Count me in as someone who wants to know what a Frobenioid is. Haha, love it.
I’m a little perplexed how John Gruber doesn’t seem to really grok the Square Stand. I don’t claim to know whether it’ll be successful or not, but its appeal seems obvious to me. I agree that $299 seems high, but if Square can sell them at that price, then why not?
Why does it work with the 30-pin connector and not Lightning? Because the stand is designed for point of sale. Why would anyone buy the newest iPad if it’s only going to be used for credit card purchases? The less-expensive iPad 2 seems perfectly suited for this function. Sure, they’ll need to update the functionality at some point, but it seems like a low priority to me.
Regarding his last point — if someone is already hooked into the Square system, this seems like a big upgrade from the ultra-janky connector that people get for free, even if the price is a bit elevated. Shit, isn’t that partly what makes Apple so successful?
From the probably-should-have-put-this-in-the-lead department,
The Spamhaus blacklist is widely used, and it’s widely used for one reason: contrary to STOPhaus’s claims, it does, in fact, successfully block a lot of unwanted e-mail. There might be occasional collateral damage, but Spamhaus’ users are clear: they’re willing to take that risk if the alternative is more spam.
My summary of the article: spammers are jerks. The end.
I’m of the opinion that Gruber’s example of Coke’s “The Real Thing” campaign is the most spot-on part of his post discussing marketing tactics in the battle with Samsung. Let’s forget what might be “beneath” Apple (whatever that means), and instead think about the (lack of) merits of pursuing an aggressive position against Samsung.
I’m going to channel a bit of Sun Tzu and mention that since Apple is the dominant player in the smartphone market, their best strategy is a defensive one.
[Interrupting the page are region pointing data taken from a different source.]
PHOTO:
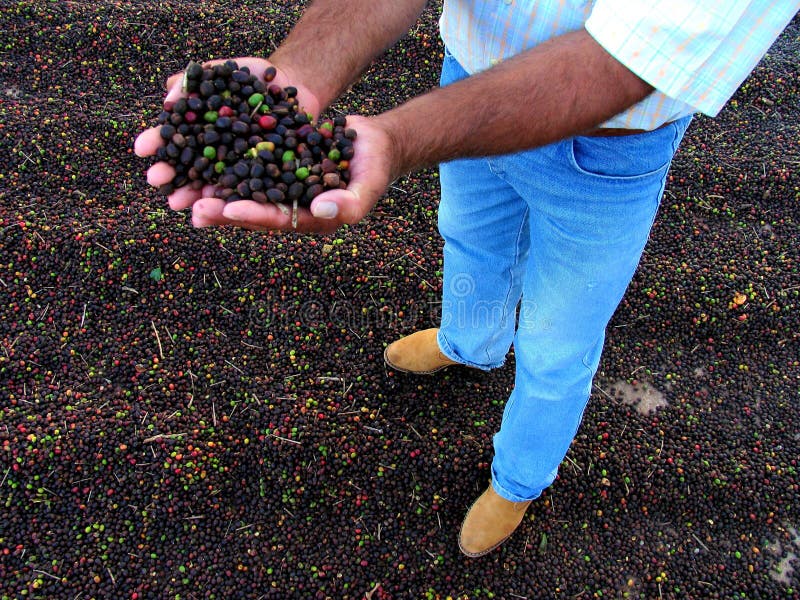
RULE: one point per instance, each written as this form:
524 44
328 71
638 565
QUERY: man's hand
206 208
371 170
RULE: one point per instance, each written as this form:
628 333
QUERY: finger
208 211
183 197
148 142
159 174
345 206
254 215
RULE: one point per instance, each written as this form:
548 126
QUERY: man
555 125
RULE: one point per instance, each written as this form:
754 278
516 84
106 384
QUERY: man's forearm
336 40
561 88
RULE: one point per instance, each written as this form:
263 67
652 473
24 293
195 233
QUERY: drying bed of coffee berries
204 413
251 139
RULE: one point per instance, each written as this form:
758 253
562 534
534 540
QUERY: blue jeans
539 249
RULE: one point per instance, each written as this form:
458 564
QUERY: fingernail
325 210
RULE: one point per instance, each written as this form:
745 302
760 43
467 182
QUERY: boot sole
402 370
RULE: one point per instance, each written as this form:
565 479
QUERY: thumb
346 206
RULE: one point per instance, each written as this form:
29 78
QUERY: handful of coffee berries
250 139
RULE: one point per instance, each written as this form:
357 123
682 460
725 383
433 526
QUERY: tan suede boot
490 522
417 353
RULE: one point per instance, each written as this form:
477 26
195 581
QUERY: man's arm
335 41
559 89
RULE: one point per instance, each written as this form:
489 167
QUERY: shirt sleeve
698 52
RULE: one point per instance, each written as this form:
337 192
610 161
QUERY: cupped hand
372 169
206 208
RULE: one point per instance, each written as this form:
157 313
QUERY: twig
158 339
286 439
163 436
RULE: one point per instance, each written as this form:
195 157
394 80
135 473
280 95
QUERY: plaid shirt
695 53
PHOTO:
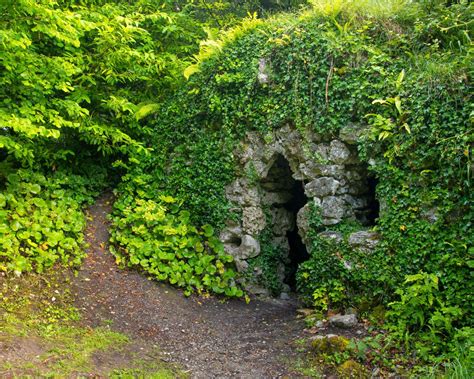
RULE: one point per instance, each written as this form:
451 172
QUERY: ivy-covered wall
323 71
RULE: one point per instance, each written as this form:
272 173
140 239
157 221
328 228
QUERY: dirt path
207 337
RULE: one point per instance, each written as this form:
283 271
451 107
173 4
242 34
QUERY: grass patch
41 336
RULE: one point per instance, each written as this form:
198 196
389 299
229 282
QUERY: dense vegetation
94 91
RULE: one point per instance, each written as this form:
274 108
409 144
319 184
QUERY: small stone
338 152
343 321
350 133
321 187
364 240
253 220
249 248
333 207
329 344
332 236
284 296
352 369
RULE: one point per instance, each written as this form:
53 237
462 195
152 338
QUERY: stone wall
270 166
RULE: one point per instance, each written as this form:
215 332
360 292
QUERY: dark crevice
373 204
280 179
298 251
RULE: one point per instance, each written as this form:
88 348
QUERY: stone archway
281 174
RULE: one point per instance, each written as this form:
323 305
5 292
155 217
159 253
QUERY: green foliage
157 236
422 312
266 266
400 66
76 78
41 220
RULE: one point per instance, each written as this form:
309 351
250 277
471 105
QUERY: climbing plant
399 71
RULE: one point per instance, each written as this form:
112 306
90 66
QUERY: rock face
277 166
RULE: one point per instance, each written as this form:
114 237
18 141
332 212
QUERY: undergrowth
41 335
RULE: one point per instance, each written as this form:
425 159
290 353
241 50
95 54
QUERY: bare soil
207 337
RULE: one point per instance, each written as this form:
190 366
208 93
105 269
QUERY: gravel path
207 337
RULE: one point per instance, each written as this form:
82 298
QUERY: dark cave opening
298 251
373 204
280 176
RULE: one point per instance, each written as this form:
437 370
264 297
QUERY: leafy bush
399 70
41 220
157 236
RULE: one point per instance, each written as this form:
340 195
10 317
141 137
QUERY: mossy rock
329 344
352 369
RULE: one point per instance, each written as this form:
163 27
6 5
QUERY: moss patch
41 336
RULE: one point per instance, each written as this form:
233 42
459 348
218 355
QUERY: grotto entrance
286 197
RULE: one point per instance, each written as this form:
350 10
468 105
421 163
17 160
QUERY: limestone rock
321 187
276 198
332 236
356 202
253 220
364 240
242 193
343 321
302 219
333 208
338 152
282 221
350 133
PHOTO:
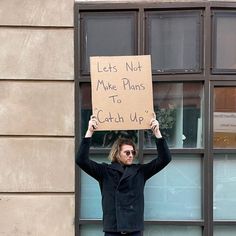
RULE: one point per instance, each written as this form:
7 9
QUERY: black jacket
122 188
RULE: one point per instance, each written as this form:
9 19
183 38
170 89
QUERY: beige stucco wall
36 118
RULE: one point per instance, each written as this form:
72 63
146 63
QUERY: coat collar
129 170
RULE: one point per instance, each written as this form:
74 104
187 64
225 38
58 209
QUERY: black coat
122 188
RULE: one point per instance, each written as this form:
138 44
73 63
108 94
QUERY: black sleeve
162 160
92 168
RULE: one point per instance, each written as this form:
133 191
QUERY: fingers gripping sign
155 127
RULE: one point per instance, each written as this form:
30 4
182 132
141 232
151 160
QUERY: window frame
220 12
152 12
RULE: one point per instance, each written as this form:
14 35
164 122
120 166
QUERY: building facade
45 104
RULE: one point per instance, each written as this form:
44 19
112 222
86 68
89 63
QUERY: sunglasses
127 153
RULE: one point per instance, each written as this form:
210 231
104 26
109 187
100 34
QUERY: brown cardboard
122 97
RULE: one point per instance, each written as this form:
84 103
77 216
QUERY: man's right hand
92 126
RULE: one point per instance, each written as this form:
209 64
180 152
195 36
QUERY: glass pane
90 195
108 34
91 230
224 230
168 230
100 138
175 105
174 41
225 40
225 187
175 192
225 117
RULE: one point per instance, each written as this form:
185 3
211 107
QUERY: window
224 36
173 40
225 117
175 104
225 187
177 187
192 48
102 30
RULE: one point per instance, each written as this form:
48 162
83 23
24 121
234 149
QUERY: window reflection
104 30
224 187
225 38
178 107
225 117
174 41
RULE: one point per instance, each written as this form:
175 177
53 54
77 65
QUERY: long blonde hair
116 148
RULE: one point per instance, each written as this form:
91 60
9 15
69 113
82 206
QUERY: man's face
127 154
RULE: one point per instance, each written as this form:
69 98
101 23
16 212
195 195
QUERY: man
122 182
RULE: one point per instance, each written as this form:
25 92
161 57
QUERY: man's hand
92 126
155 128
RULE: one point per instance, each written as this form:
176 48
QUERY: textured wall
36 118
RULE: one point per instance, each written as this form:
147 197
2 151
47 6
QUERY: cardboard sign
122 97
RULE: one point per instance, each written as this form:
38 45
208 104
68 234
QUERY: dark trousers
138 233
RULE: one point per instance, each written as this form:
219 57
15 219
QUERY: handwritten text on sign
122 96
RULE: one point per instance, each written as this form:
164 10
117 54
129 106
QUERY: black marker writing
131 67
109 118
107 68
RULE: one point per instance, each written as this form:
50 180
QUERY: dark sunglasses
127 153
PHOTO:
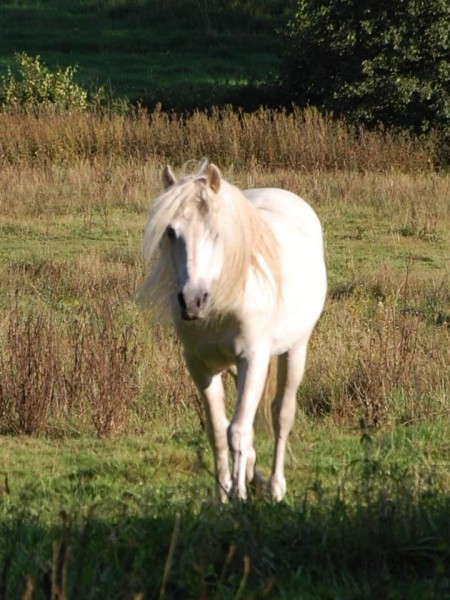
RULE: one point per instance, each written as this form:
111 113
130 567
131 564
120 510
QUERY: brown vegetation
76 188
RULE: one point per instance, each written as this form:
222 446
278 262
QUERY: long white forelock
247 240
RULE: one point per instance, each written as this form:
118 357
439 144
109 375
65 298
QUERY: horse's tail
264 417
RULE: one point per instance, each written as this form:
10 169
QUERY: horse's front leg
252 373
212 394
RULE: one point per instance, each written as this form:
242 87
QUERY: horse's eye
171 232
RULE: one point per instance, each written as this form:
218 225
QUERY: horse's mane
249 242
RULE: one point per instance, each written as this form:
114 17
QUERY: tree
372 60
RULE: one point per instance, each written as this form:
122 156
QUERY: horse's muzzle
193 304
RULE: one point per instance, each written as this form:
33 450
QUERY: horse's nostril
202 300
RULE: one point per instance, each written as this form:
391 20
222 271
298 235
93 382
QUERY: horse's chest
215 344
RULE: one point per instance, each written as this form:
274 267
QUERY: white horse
244 275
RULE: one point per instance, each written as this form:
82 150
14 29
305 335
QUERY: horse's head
192 241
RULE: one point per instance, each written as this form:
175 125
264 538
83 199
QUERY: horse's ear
168 177
214 177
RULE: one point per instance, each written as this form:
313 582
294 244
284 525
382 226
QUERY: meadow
106 486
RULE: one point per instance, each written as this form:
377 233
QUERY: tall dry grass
302 140
76 190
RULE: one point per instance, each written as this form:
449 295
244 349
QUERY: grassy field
106 485
142 50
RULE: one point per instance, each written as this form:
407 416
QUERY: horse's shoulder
283 203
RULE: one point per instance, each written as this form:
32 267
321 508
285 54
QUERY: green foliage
35 85
375 61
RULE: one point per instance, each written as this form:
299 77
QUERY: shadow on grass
330 549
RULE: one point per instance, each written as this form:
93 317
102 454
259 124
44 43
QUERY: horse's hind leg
291 367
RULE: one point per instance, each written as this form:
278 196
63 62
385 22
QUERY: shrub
373 61
33 84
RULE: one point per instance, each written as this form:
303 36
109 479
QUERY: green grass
365 517
141 50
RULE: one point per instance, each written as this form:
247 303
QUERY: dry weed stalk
300 139
86 369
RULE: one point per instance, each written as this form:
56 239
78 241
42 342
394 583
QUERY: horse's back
298 232
284 205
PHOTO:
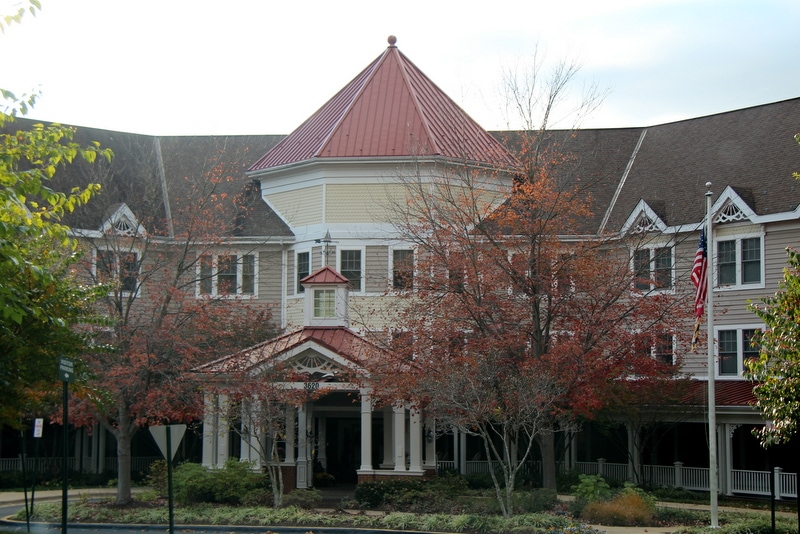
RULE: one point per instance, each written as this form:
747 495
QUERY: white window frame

Samsung is second place, therefore their best strategy is an offensive one (as best exemplified by their cheesy anti-Apple ads). Being mentioned by Apple is exactly what Samsung would want; and it would only give them more credibility, not less. Hell, “The Real Thing” slogan would work just as well for Apple as it did for Coke, as would “There’s a Reason We’re Number 1,” etc etc.
As a freelancer myself, I was thrilled when I first heard about the Freelancers’ Union several years ago. I enjoyed reading this feature on its founder, Sara Horowitz, who has a pragmatic and strategic attitude that I really admire:
Freelance contractors made up 31 percent of the American workforce in 2005, according to a GAO report, and that ratio is almost surely even higher today. As the freelance trend began to accelerate, in Horowitz’s recounting, labor activists at first tried to cajole corporations into hiring all those independent contractorsas full-time staff with benefits. But to Horowitz, it was clear this was a losing battle. “It would never make sense from the company’s perspective,” she says, “and we’d never have enough leverage.” Instead, she envisioned a new strategy: She’d find ways to organize and protect freelance workers—in all sorts of fields—in the same way that classic trade unions provide safety nets for corporate employees.
Living in California, I can’t take advantage of the health insurance offered, but I like where this idea is headed.
Additionally, it frequently frustrates me to see the complete lack of discussion of entrepreneurship in the conversation of getting jobless Americans back to work. The rhetoric generally involves how one politician or another is going to help “create jobs” (whatever that means).
Here’s an idea: how about people try working for themselves, so that they’re not constantly at the mercy of large corporations who don’t care about them?
Just a thought.
The industry of writing inflammatory bullshit about Apple is booming.
It’s booming partially because writing inflammatory Apple headlines gets a lot of clicks. Apple is popular and the dominant player in many industries, so anything that attacks it will attract attention.
That said, Gruber has a good point:
My rule of thumb is to ignore anything that is stupid and languishing in obscurity. But if it’s stupid and published on a high-traffic site, or it’s an expression of a widely-held misconception, it’s often worth addressing, bullshit or not.
I have mixed feelings about this sort of thing. On the one hand, I don’t like giving more attention to idiots, but my natural instinct is to attempt in some small way to publicly shame these people for polluting the internet with their stupidity. That said, trying to do so is basically boiling the ocean.
Kottke’s mention (scroll down a bit) of an excellent New Yorker piece about the Citicorp Center’s close shave with a disaster of epic proportions reminded me of a documentary I saw some years ago, “How Manhattan Escaped Tragedy” (part 1, part 2, part 3).
“In the worst case scenario, this was not a building that was going to just simply crumble and fall down. This was a building that was going to tip over in the wind; and it would cause [a] domino [effect]. It would cause the next high-rise and the next high-rise to fail.
And how far that would go? Probably the most extreme that I heard was that it could go as far as central park.”
Domino! If you don’t have the 30 mins to spare, the Science Channel has its own take on the same topic.